Can anyone explain me situation of affiliated students? How can I become one of them? Nowdays I am studying for my BSc Animal science degree, but after that I' d like to do BA History. I know that I have to aplly for affiliated student status, and that course will be 2 years long. Is it possible to study history after animal science? Moreover I' ll be grateful for any infiormation about what can I do to make my application better and more attractive for recruitment office? And finally, which part of tripos is studied during this shorter course for affiliated students, first, second or maybe them are mixed in some way?
I will be very grateful for your help :biggrin:
Reply 1
AFAIK you jump straight into the second year, but maybe someone else can clarify that?
Reply 2
I don't know how it'd work for History - but in Law, you do the seven 'core modules' over the two years, so in the first year you do four first and second year subjects and get one choice. In the second year, you'll do three third year ones and get two choices.

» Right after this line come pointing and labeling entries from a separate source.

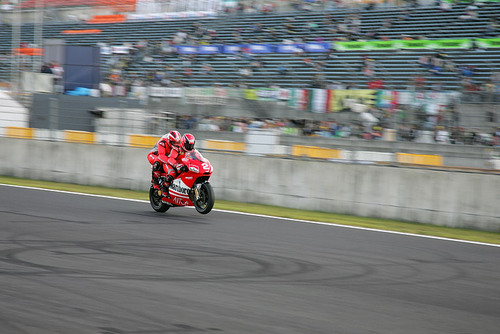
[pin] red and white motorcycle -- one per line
(191, 188)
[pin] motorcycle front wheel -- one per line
(156, 202)
(206, 199)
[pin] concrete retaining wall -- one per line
(450, 198)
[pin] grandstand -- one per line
(394, 67)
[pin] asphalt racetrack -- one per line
(75, 264)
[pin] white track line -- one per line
(266, 216)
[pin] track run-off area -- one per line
(76, 263)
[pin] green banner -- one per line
(488, 42)
(413, 44)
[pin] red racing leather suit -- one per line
(158, 157)
(174, 162)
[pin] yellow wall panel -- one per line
(79, 137)
(19, 132)
(315, 152)
(142, 140)
(419, 159)
(224, 145)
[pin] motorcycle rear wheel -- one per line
(206, 199)
(156, 202)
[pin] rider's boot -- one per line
(165, 184)
(155, 177)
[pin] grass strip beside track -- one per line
(375, 223)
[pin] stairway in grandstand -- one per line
(394, 67)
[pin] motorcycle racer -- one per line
(174, 164)
(158, 156)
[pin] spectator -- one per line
(376, 83)
(46, 69)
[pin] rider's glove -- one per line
(181, 168)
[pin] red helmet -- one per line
(187, 142)
(173, 138)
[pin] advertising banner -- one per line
(411, 44)
(260, 48)
(186, 49)
(231, 48)
(365, 96)
(209, 49)
(316, 47)
(288, 48)
(488, 42)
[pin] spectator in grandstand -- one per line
(470, 14)
(46, 68)
(58, 72)
(436, 66)
(311, 27)
(206, 69)
(493, 28)
(441, 135)
(425, 61)
(289, 26)
(376, 83)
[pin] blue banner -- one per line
(289, 48)
(186, 49)
(209, 49)
(260, 48)
(231, 48)
(317, 47)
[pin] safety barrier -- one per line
(142, 140)
(19, 132)
(316, 152)
(79, 137)
(224, 145)
(419, 159)
(115, 18)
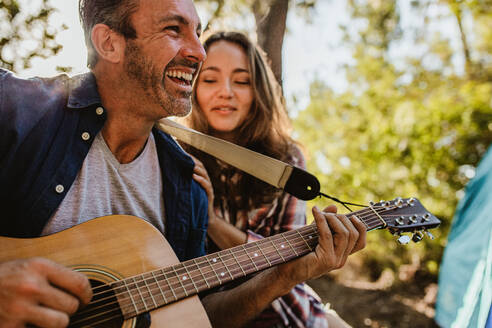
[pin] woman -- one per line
(237, 98)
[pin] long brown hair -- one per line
(266, 129)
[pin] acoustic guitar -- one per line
(133, 270)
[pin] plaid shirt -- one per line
(302, 307)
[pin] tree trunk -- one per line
(270, 29)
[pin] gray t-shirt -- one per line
(105, 187)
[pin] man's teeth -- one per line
(180, 75)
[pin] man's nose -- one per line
(194, 50)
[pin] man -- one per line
(74, 149)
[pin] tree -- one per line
(26, 33)
(412, 125)
(270, 18)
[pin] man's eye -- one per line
(172, 28)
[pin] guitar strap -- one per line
(293, 180)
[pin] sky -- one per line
(310, 49)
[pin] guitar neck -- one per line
(154, 289)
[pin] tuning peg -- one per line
(418, 236)
(404, 239)
(398, 202)
(430, 235)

You became an affiliate by applying just as if you were applying for an undergraduate (via UCAS etc) but when I applied there was a special form for affiliates which I think might've been phased out (check the Cam site).

It should be possible for you to study pretty much any undergraduate degree so long as there's no specific A-levels which are needed for it that you don't have.
Reply 3
Ad- Alta thank you very much :biggrin:, can you explain me few things more?? First of all, I'd like to know what are the "core modules", do you mean papers or something else? What are choices that you are writing about? And finally, I wonder how is it possible, that at Cambridge Uni papers bibliographies are so huge, while at others there are only few books? Do u really use them all? For example. one of history papers has abot 80 pages of bibliography :shock: ??
Reply 4
I doubt History has any core modules apart from Historical Argument and Practice (HAP). You would probably be expected to pick papers of a certain type, for instance one political and constitutional, one social and economic, and one european history, although I'm not exactly sure how it works for affiliated students rather than normal undergrads.
For History, the reading lists cover all the possible topics within a paper, but students taking the paper only study 7-8 of those topics. You also wouldn't have to read everything on a particular topic, but would be guided as to the most important reading by your supervisor.